Dia menuturkan, kebijakan blokir anggaran itu dilakukan pada rapat terbatas kabinet Januari lalu. Pakar hukum tata negara ini menuding kebijakan ini untuk mendukung bantuan sosial alias bansos dan memenangkan Prabowo dan Gibran.
"Kebohongan yang kata Sri Mulyani automatic adjustment tidak untuk bansos, padahal Airlangga mengatakan demikian di media massa," ucap Refly.
Kebohongan berikutnya, tuding dia, adalah bantuan El Nino yang disebut tidak berkaitan dengan Pilpres. "El Nino itu sudah selesai, tiba-tiba bansos beras dan uang tunai diperpanjang sampai Juni."

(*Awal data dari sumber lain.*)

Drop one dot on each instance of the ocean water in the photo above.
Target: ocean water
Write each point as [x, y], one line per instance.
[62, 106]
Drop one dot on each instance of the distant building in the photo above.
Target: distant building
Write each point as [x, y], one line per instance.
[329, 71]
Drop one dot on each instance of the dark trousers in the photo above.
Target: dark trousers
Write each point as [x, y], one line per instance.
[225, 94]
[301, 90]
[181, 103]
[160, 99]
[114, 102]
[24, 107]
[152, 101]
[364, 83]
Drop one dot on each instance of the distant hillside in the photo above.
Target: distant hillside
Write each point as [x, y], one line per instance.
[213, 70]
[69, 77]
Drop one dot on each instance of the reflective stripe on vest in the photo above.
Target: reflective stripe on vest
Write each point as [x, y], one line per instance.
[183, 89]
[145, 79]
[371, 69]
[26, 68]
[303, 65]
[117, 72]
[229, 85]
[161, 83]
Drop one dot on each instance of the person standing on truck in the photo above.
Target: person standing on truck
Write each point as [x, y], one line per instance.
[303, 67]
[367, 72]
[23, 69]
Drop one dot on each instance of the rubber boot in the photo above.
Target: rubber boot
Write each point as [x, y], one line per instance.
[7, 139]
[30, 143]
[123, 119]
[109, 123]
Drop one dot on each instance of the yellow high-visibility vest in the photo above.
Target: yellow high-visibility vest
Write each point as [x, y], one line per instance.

Dia melanjutkan, Muhadjir Effendy mengatakan tidak pernah mendapatkan perintah aneh-aneh dari Jokowi. Tapi, ujar Refly, Muhadjir mengatakan tidak mungkin orang 100 persen imparsial. "Lalu, keanehan yang dialami Risma adalah bansos beras itu tidak ditangani dia lagi, tapi ditangani oleh Bapanas (Badan Pangan Nasional), padahal mestinya kan Kementerian Sosial," beber Refly.
Dia lantas menjelaskan kebohongan yang disampaikan Airlangga Hartarto soal impor beras. Airlangga menyebut defisit produksi beras sampai 5,8 juta ton. "Padahal menurut Faisal Basri dan catatan kami cuma 0,6 juta ton. Dia ngomong 5,8 juta ton, dan produksi beras yang 0,6 itu diimbangi dengan impor beras 3,06 juta ton," tutur Refly.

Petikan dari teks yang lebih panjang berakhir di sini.